People exist in a universe greater and more hostile than they could ever imagine. Everyone can be snuffed out in a heartbeat for no reason at all. There is no meaning or purpose. Humanity is nothing more than insignificant bacteria on the surface of some irrelevant rock. All of us will suffer and die and be forgotten as the nothings we are.
Now, you can choose to contemplate that existential horror and risk insanity, or you can cede to your culture and your biology (because we can induce religious elements with fNMRI and drugs to some degree) and pretend that you matter and that there is order and justice in the world.
Most people would rather spend an eternity burning in Hell than a second considering that their consciousness is a temporary accident of chemistry that will end very soon.
Replies from: TAG↑ comment by TAG · 2021-01-27T13:37:44.293Z · LW(p) · GW(p)
People exist in a universe greater and more hostile than they could ever imagine
People haven't known that for long. And the knowledge coincided with a decline in religion.
Replies from: stuart-anderson↑ comment by Stuart Anderson (stuart-anderson) · 2021-01-27T20:32:13.119Z · LW(p) · GW(p)
Your universe is full of threat, and that wouldn't change if your entire universe was one tiny little room. People have always known that merely existing in their environment carries a significant risk of death. Knowledge of a bigger universe simply increases our awareness of doom.
As for an increase in secularism, I think that belief always finds purchase, and it doesn't have to be in things we typically describe as religion. It's not difficult to find people that believe things they either can't explain (which is science, for lots of people) or things that are demonstrable bullshit (The Secret is a best selling book).
Belief has utility. It wouldn't exist if it didn't. Anything with utility can be preserved by natural selection. The same belief of Gods that built the Temple also built the entire society and infrastructure required to build the Temple. A myth created something real.
comment by RedMan · 2021-02-04T21:55:49.615Z · LW(p) · GW(p)
I think you're not asking 'why belief', but rather 'why spiritual high'. The brain produces dmt and the brain produces natural analgesics, we are not sure about the origin of dissociative experiences, but chemicals can induce them. Through certain behaviors, which are given cultural significance, it is possible for some people to get high on themselves.
Removing bullet point 1 from the list is probably appropriate, an organized religion distrustful of spiritual experiences can exist. Some orthodox religions that are out of vogue were explicitly distrustful of these spiritual experiences, and more likely to blame them on satan or djinn than the favor of a venerated deity.

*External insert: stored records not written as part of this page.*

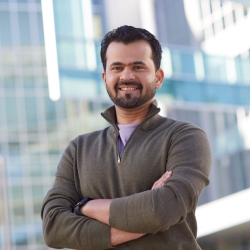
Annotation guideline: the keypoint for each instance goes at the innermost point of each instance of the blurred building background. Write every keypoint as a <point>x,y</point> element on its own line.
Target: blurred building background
<point>51,91</point>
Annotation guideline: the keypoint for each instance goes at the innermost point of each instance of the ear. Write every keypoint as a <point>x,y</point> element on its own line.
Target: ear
<point>104,78</point>
<point>159,77</point>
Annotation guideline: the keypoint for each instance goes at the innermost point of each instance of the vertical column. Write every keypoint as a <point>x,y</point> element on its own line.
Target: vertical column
<point>50,49</point>
<point>4,208</point>
<point>87,16</point>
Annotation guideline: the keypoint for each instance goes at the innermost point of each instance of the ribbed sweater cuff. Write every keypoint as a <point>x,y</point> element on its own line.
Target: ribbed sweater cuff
<point>99,235</point>
<point>118,214</point>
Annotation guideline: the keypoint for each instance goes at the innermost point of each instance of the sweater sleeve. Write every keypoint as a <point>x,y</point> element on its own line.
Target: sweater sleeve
<point>61,227</point>
<point>189,158</point>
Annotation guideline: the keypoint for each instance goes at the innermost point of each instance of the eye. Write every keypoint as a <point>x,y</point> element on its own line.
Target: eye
<point>116,68</point>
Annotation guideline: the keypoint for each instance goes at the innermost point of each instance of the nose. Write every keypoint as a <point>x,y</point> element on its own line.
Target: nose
<point>127,75</point>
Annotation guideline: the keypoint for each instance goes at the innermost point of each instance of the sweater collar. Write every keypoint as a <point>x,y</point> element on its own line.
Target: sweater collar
<point>150,122</point>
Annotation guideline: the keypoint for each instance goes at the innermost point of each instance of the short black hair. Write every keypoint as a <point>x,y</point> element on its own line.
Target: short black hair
<point>128,34</point>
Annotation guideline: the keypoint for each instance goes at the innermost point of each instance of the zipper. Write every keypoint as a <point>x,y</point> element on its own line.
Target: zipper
<point>114,125</point>
<point>120,156</point>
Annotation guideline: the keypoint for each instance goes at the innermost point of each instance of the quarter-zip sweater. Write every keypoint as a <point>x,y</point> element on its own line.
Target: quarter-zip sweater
<point>90,166</point>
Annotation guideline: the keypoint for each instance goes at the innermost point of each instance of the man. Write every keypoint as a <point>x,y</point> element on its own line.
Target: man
<point>139,180</point>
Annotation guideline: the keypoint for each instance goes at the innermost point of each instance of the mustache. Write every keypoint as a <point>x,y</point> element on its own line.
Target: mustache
<point>133,83</point>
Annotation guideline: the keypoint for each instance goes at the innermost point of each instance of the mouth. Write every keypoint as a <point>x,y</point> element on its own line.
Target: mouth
<point>128,88</point>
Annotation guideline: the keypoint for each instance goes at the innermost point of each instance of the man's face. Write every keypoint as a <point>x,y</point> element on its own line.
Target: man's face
<point>130,76</point>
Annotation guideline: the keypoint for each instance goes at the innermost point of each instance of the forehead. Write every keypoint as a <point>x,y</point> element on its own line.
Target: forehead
<point>127,53</point>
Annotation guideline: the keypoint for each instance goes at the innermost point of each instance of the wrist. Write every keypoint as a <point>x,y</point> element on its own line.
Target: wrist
<point>78,207</point>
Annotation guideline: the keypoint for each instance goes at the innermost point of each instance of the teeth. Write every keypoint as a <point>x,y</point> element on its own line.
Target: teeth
<point>128,88</point>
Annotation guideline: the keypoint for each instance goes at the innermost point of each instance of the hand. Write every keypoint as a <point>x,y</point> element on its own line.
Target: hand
<point>159,183</point>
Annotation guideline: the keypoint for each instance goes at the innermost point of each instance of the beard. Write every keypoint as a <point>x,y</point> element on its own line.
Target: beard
<point>128,101</point>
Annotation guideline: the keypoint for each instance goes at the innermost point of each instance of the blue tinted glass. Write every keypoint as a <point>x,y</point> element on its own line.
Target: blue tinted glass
<point>24,28</point>
<point>5,31</point>
<point>31,114</point>
<point>10,104</point>
<point>40,27</point>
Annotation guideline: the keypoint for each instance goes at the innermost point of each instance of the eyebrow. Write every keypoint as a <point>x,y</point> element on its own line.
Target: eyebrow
<point>119,63</point>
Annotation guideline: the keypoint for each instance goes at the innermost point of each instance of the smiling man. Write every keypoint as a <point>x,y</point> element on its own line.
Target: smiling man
<point>135,184</point>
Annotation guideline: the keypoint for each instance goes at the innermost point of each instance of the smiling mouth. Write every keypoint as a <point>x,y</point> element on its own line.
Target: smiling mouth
<point>128,88</point>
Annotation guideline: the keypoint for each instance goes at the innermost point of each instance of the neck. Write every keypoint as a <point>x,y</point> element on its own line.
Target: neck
<point>137,115</point>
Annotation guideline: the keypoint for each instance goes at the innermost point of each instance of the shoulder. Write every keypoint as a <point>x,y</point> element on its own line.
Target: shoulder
<point>89,138</point>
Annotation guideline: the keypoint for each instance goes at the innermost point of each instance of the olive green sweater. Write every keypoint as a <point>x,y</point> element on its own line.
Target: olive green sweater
<point>90,167</point>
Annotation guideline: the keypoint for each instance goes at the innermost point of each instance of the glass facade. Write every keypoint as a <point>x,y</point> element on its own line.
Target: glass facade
<point>200,88</point>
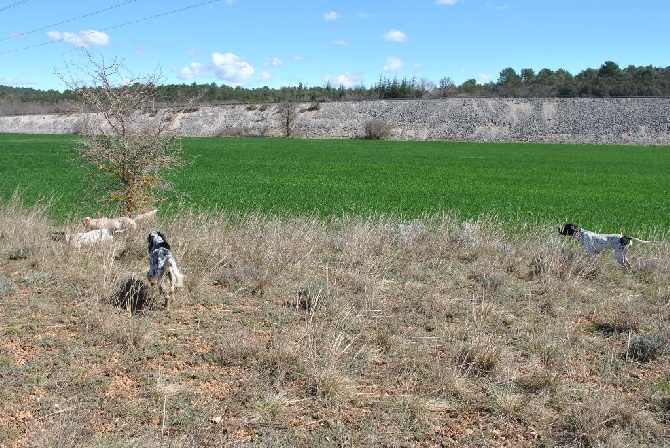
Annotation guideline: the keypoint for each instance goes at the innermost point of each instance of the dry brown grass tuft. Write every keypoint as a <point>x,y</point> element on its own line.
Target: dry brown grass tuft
<point>349,332</point>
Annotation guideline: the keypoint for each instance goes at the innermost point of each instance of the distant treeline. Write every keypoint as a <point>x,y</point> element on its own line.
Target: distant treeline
<point>609,80</point>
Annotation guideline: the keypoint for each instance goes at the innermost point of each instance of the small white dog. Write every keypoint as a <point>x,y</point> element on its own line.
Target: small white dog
<point>163,266</point>
<point>84,239</point>
<point>112,224</point>
<point>594,243</point>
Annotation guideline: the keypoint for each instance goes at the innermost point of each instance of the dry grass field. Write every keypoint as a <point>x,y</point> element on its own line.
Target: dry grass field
<point>312,333</point>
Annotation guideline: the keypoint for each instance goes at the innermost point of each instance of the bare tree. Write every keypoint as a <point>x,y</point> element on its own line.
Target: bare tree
<point>288,117</point>
<point>131,144</point>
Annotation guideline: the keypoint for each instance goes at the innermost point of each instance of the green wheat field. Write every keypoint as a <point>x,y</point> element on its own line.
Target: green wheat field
<point>608,188</point>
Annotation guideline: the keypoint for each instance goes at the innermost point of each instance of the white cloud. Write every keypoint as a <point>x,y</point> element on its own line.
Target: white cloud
<point>193,70</point>
<point>230,68</point>
<point>395,36</point>
<point>332,15</point>
<point>344,80</point>
<point>483,78</point>
<point>393,64</point>
<point>265,76</point>
<point>84,39</point>
<point>274,62</point>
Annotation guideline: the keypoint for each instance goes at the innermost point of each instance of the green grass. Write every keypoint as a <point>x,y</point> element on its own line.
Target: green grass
<point>600,187</point>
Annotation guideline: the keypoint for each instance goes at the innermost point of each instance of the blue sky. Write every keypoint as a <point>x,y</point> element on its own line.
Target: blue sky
<point>255,43</point>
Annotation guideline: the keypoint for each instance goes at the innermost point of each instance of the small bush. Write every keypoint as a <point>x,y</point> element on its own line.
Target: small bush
<point>648,347</point>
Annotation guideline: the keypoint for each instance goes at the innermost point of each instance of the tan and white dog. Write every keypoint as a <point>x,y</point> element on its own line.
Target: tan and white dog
<point>114,225</point>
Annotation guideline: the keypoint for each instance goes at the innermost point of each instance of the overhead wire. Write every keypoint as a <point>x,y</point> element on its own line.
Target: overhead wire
<point>110,27</point>
<point>67,21</point>
<point>13,5</point>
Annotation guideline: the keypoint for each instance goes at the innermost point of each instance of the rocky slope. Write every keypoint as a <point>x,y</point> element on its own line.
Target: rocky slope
<point>634,121</point>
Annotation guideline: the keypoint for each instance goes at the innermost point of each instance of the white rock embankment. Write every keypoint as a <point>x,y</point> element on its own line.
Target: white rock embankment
<point>626,121</point>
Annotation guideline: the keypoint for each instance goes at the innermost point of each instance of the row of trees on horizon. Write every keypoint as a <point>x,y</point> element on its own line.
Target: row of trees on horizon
<point>610,80</point>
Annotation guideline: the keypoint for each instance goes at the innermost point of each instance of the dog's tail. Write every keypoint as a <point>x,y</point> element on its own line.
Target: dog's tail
<point>177,276</point>
<point>641,241</point>
<point>146,216</point>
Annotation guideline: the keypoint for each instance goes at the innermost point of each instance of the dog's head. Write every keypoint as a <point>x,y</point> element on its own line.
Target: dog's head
<point>58,236</point>
<point>569,229</point>
<point>157,240</point>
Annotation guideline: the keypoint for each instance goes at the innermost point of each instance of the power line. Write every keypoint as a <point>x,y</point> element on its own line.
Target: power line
<point>111,27</point>
<point>13,5</point>
<point>69,20</point>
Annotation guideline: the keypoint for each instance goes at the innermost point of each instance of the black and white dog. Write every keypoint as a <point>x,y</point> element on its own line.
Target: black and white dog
<point>163,266</point>
<point>593,243</point>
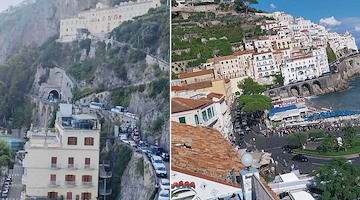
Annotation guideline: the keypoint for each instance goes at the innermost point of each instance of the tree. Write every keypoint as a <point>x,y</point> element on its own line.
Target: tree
<point>350,136</point>
<point>249,86</point>
<point>5,154</point>
<point>316,133</point>
<point>339,180</point>
<point>329,143</point>
<point>297,139</point>
<point>256,102</point>
<point>244,4</point>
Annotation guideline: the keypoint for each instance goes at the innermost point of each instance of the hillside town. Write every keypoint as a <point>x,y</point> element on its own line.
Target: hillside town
<point>250,106</point>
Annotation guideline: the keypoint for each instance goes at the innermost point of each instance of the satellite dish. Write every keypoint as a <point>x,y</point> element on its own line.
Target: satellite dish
<point>247,160</point>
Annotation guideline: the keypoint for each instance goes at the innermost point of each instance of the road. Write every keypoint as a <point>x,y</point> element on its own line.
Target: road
<point>273,145</point>
<point>16,186</point>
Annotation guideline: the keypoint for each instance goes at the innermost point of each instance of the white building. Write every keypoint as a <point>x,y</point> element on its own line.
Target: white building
<point>300,69</point>
<point>264,64</point>
<point>66,162</point>
<point>103,19</point>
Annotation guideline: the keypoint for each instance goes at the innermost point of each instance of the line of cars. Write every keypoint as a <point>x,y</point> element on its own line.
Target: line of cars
<point>157,155</point>
<point>6,187</point>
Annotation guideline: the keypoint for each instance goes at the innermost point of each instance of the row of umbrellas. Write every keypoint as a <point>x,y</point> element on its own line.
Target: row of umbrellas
<point>336,113</point>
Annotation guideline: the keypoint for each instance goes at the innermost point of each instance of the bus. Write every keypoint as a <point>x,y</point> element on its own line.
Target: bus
<point>96,105</point>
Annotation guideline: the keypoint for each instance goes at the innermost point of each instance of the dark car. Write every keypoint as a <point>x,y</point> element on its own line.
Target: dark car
<point>287,148</point>
<point>300,157</point>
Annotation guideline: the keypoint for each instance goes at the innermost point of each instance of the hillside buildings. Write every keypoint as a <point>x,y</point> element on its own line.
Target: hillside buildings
<point>102,19</point>
<point>65,162</point>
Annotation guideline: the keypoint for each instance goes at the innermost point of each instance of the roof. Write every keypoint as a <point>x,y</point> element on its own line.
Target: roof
<point>303,57</point>
<point>194,74</point>
<point>215,95</point>
<point>289,177</point>
<point>222,58</point>
<point>179,104</point>
<point>178,88</point>
<point>203,157</point>
<point>83,117</point>
<point>301,195</point>
<point>262,53</point>
<point>273,111</point>
<point>238,53</point>
<point>199,85</point>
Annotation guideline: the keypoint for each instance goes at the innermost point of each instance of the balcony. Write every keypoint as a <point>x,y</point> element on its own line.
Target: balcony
<point>87,184</point>
<point>54,166</point>
<point>53,184</point>
<point>88,167</point>
<point>70,183</point>
<point>71,166</point>
<point>105,192</point>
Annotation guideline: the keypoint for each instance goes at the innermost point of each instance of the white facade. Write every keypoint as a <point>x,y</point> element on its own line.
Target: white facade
<point>300,69</point>
<point>264,65</point>
<point>103,19</point>
<point>66,162</point>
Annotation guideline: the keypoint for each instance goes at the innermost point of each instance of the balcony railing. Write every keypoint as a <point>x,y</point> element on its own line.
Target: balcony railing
<point>89,167</point>
<point>53,184</point>
<point>54,166</point>
<point>71,166</point>
<point>87,184</point>
<point>105,192</point>
<point>70,183</point>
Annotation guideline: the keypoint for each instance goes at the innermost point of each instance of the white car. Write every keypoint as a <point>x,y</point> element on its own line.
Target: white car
<point>165,184</point>
<point>164,195</point>
<point>156,160</point>
<point>160,170</point>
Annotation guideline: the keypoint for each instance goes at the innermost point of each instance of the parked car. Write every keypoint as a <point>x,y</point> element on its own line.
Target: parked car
<point>287,148</point>
<point>160,170</point>
<point>164,195</point>
<point>165,184</point>
<point>300,157</point>
<point>156,160</point>
<point>165,157</point>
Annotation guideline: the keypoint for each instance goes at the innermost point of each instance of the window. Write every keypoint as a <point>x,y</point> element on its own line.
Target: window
<point>204,116</point>
<point>72,140</point>
<point>70,177</point>
<point>69,196</point>
<point>86,178</point>
<point>196,119</point>
<point>70,162</point>
<point>85,196</point>
<point>87,162</point>
<point>182,120</point>
<point>89,141</point>
<point>52,177</point>
<point>52,195</point>
<point>209,113</point>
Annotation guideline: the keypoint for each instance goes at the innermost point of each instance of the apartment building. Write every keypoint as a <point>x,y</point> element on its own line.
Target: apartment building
<point>103,19</point>
<point>63,163</point>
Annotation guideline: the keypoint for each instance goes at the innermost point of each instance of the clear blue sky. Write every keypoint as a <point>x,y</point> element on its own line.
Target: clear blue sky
<point>4,4</point>
<point>346,13</point>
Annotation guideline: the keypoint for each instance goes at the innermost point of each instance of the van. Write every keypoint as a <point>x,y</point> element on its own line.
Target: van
<point>160,170</point>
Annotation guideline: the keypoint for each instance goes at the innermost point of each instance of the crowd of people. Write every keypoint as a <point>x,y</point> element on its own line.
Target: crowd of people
<point>327,126</point>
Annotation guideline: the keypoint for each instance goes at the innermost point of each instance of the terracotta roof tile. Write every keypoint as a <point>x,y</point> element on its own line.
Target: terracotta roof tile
<point>179,104</point>
<point>194,74</point>
<point>199,85</point>
<point>178,88</point>
<point>303,57</point>
<point>238,53</point>
<point>222,58</point>
<point>210,154</point>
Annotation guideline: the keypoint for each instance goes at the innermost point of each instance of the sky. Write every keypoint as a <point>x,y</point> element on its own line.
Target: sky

That said if a purveyor of religion figures out a way to create a pleasureable emotional state in others, that state could be associated with the religion or offered as evidence of its' truth for the purpose of persuasion. I think this is common today in the USA.
If you want a shortcut to a spiritual experience without religious context, a look through erowid leads me to think that taking ketamine (nmda antagonist) and DMT should get you there without the need for an angry man in the sky, though you would be breaking some laws and risking real prison time depending on how you got everything together. Therefore, while spiritual experience became associated with religious practice, it probably is not at all.